Open
Description
[x] I checked the documentation and related resources and couldn't find an answer to my question.
Question:
Hello guys,
I'm using the TestsetGenerator with a list of personas to generate evaluation samples for my dataset. However, I noticed that after generation, there is no reliable way to know which persona was used to generate each question in the resulting testset. This information is crucial for general analysis and insights, as I need to correlate the generated questions and references with the specific persona that guided their creation.

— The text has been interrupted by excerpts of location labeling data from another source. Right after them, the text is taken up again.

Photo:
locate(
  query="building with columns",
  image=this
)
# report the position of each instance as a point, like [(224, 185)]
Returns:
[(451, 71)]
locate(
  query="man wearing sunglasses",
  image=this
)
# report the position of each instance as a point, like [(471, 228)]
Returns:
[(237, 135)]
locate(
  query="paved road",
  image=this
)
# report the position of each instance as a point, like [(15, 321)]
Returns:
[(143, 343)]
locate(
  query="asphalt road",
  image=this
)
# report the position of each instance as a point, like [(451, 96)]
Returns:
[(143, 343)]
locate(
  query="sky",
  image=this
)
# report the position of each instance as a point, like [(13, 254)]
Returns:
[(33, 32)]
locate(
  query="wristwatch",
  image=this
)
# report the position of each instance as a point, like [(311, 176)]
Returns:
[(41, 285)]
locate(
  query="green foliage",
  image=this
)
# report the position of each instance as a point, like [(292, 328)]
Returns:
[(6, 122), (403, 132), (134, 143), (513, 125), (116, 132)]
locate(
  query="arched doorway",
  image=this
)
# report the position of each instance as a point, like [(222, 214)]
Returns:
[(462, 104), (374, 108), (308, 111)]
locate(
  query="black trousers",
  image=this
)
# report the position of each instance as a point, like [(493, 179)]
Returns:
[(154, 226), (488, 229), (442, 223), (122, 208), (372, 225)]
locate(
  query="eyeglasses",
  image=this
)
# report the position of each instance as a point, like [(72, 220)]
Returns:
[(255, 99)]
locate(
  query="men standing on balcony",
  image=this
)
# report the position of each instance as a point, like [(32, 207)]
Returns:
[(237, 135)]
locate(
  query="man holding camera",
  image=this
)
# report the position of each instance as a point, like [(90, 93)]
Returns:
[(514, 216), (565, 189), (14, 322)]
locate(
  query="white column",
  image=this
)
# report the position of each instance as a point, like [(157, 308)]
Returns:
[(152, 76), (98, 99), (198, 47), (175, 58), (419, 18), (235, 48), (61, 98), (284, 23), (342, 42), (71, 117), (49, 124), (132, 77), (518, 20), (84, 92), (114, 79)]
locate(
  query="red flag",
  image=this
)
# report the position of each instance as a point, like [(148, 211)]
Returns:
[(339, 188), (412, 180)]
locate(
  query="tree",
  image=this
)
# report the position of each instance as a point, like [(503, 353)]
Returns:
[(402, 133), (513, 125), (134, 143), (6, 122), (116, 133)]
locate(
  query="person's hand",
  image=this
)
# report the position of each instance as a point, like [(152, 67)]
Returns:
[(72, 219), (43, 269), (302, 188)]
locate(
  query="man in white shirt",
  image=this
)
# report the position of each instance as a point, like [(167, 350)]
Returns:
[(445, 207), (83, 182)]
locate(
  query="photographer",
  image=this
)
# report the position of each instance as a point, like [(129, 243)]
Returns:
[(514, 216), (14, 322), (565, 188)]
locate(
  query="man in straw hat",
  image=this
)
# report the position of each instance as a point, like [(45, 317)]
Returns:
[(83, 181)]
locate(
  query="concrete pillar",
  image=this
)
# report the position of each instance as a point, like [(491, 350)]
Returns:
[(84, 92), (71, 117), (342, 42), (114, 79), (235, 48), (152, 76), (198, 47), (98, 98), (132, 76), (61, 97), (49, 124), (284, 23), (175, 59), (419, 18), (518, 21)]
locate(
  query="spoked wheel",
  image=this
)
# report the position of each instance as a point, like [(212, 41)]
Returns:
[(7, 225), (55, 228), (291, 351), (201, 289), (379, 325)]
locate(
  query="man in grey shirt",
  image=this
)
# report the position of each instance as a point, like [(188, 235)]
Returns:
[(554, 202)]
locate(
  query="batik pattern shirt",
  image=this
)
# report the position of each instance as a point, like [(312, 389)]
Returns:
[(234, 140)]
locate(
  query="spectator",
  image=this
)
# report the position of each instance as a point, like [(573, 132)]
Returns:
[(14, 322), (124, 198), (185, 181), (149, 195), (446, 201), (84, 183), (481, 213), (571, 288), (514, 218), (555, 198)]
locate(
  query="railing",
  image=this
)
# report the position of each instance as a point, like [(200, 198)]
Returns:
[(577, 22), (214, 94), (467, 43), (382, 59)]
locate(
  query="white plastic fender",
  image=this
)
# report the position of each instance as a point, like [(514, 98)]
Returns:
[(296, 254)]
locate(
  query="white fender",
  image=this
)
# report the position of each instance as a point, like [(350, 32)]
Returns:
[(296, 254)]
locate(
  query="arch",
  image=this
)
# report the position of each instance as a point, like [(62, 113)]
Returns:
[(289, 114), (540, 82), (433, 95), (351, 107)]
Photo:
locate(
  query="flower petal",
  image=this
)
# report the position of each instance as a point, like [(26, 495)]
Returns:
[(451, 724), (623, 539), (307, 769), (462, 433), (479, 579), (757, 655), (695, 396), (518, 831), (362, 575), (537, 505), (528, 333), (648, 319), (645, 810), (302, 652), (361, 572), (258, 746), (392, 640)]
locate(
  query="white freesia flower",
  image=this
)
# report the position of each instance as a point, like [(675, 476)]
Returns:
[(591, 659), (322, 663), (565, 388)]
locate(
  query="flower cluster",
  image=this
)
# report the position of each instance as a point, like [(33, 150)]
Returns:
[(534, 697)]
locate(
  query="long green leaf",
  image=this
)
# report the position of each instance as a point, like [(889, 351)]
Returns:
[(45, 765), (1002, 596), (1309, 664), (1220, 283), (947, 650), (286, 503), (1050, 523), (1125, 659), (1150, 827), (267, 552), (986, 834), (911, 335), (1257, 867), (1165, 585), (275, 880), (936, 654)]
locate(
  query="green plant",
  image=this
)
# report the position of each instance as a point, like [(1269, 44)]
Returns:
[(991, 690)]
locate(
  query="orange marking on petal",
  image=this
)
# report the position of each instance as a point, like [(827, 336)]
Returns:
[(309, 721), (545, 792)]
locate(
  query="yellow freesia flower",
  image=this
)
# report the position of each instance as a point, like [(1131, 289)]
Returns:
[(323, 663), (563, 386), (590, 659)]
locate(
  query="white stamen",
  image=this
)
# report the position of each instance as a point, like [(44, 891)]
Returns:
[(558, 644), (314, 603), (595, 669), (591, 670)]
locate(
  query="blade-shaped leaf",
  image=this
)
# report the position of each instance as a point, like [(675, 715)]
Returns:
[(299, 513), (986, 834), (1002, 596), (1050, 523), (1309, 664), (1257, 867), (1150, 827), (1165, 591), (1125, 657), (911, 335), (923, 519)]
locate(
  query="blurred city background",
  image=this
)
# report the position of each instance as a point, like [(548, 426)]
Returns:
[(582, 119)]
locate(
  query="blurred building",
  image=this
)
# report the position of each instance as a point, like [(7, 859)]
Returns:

I have tried the following approaches:
- Adding a custom field (e.g., persona_name) to the SingleTurnSample via a custom synthesizer, but this field is not preserved in the final testset or when using .to_pandas()/.to_list().
from ragas.testset.synthesizers.single_hop.specific import (
SingleHopSpecificQuerySynthesizer,
)
from ragas.testset.persona import Persona
from ragas.testset.graph import Node
from ragas.dataset_schema import SingleTurnSample
from pydantic import Field
class PersonaSingleTurnSample(SingleTurnSample):
persona_name: str = Field(default=None)
class PersonaAwareSingleHopSpecificQuerySynthesizer(SingleHopSpecificQuerySynthesizer):
def _generate_question(
self, node: Node, persona: Persona
) -> PersonaSingleTurnSample:
original_sample = super()._generate_question(node, persona)
return PersonaSingleTurnSample(
user_input=original_sample.user_input,
retrieved_contexts=original_sample.retrieved_contexts,
reference_contexts=original_sample.reference_contexts,
response=original_sample.response,
multi_responses=original_sample.multi_responses,
reference=original_sample.reference,
rubrics=original_sample.rubrics,
persona_name=persona.name,
)
- Prefixing the persona name in the user_input string and then extracting it via regex, but this feels like a workaround rather than a robust solution and degrades the quality of the prompt.
def _generate_question(self, node: Node, persona: Persona) -> SingleTurnSample:
original_sample = super()._generate_question(node, persona)
return SingleTurnSample(
user_input=f"[{persona.name}]: {original_sample.user_input}",
...
- Attempting to associate personas by order or count, but the generator does not guarantee any alignment between the persona list and the generated samples.
- Is there an official or recommended way to reliably track and retrieve the persona used for each generated question/sample in the testset?
Thank you for your help and for this great library!